M : qu’est-ce que tu veux transmettre avec ta musique, ton son ?

J’espère que c’est une musique qui fait du bien, qui ajoute des plaisirs aux instants. Pour moi, il doit y avoir quelque chose de médicinal dans la musique, ça doit provoquer une sorte d’apaisement, donner envie de vivre, de participer au mouvement des choses. Si ma musique arrive à faire ça, c’est super. Et puis évidemment, réussir à faire réfléchir sur certaines choses. Moi, y’a par exemple une période de ma vie où ça n’allait pas très bien, et un album de Cesaria Evora m’a permis de voir ma situation avec un peu plus de recul…

M : es-tu un artiste de scène ? que représente ton public ?

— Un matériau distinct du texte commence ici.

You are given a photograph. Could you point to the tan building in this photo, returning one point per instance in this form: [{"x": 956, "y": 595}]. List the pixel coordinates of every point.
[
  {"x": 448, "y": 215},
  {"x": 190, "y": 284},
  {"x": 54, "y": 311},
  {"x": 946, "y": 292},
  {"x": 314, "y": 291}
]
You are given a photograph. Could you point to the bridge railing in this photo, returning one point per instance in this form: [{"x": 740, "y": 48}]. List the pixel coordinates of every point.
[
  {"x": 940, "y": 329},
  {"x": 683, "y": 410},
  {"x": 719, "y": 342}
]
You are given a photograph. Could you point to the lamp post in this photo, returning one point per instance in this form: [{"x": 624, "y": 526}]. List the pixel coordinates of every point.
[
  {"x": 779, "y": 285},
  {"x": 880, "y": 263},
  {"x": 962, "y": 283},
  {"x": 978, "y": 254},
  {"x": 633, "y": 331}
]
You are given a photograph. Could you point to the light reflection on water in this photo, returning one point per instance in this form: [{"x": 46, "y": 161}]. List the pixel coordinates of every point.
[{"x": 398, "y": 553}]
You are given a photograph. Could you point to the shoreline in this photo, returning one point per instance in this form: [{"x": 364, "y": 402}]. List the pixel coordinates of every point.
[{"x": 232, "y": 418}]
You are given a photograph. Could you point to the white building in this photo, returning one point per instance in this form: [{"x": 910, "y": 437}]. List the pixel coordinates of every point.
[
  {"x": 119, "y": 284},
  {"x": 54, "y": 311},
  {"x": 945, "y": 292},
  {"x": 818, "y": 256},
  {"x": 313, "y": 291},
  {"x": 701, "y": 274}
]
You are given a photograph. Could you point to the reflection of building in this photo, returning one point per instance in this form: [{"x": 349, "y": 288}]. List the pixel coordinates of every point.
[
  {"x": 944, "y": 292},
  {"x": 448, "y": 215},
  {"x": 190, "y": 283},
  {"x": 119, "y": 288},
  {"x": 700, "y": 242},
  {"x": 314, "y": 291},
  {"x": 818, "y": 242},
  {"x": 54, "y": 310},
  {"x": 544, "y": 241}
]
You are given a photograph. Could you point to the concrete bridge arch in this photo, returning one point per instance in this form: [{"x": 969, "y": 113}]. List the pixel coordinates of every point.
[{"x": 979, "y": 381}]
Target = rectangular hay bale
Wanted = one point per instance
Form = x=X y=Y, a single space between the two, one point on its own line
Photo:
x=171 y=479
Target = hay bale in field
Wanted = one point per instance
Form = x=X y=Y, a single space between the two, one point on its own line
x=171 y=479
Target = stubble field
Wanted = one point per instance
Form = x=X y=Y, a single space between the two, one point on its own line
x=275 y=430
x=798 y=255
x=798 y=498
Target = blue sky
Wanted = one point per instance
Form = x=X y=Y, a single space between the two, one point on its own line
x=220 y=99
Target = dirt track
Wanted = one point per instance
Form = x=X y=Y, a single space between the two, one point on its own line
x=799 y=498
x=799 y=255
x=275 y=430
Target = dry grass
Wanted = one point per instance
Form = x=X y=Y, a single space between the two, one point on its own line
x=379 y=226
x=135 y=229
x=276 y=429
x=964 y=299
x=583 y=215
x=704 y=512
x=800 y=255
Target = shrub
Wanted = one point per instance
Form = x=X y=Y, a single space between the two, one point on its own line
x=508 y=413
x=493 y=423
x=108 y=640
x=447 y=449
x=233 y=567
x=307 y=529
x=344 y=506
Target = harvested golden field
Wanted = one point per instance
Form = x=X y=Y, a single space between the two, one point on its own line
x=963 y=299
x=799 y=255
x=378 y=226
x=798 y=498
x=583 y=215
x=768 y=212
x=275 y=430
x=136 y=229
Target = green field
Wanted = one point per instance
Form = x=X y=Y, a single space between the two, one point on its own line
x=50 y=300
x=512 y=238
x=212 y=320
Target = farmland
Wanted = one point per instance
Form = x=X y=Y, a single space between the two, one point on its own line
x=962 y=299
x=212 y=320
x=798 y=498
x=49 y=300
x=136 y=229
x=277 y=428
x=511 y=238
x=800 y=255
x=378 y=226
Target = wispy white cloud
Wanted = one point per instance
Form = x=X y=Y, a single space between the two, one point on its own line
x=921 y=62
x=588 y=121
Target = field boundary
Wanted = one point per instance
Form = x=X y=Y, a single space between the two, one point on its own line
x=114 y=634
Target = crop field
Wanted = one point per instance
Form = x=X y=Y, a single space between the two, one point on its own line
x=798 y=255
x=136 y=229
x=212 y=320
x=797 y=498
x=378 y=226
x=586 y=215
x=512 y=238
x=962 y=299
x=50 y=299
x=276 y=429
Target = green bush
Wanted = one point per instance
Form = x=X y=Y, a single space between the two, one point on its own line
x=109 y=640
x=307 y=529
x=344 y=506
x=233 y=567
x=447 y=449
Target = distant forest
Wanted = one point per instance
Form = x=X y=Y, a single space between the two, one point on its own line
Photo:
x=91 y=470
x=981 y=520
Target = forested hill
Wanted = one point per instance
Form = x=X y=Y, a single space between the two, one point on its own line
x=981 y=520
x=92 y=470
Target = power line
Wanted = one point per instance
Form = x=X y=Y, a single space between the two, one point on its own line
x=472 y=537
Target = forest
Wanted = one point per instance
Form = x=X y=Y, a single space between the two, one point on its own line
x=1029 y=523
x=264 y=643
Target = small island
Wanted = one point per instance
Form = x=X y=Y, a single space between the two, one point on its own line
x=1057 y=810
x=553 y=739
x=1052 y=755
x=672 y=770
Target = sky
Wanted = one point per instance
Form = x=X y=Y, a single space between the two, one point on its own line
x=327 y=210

La scène, c’est un moment de vérité, un vrai beau moment de partage, surtout quand ça se passe super bien. Pour l’instant, mon public est super, donc à chaque fois qu’on joue, ça fait plaisir de partager ça avec les gens. C’est vrai que c’est aussi un moment de vérité, il y a quelque chose dans la scène qui est plus intense, parce qu’on a tout de suite le retour de ce qu’on fait. Y’a vraiment un échange d’énergies. On voit la tonalité des énergies qu’on envoie et qu’on reçoit. J’aime la scène, je ne sais pas si je suis vraiment un artiste de scène mais en tout cas, j’aime ça.

M : vous êtes combien dans ta formation ?

Six : un batteur-percussionniste, un clavier, un bruiteur (qui fait les ambiances), un guitariste, un choriste et moi.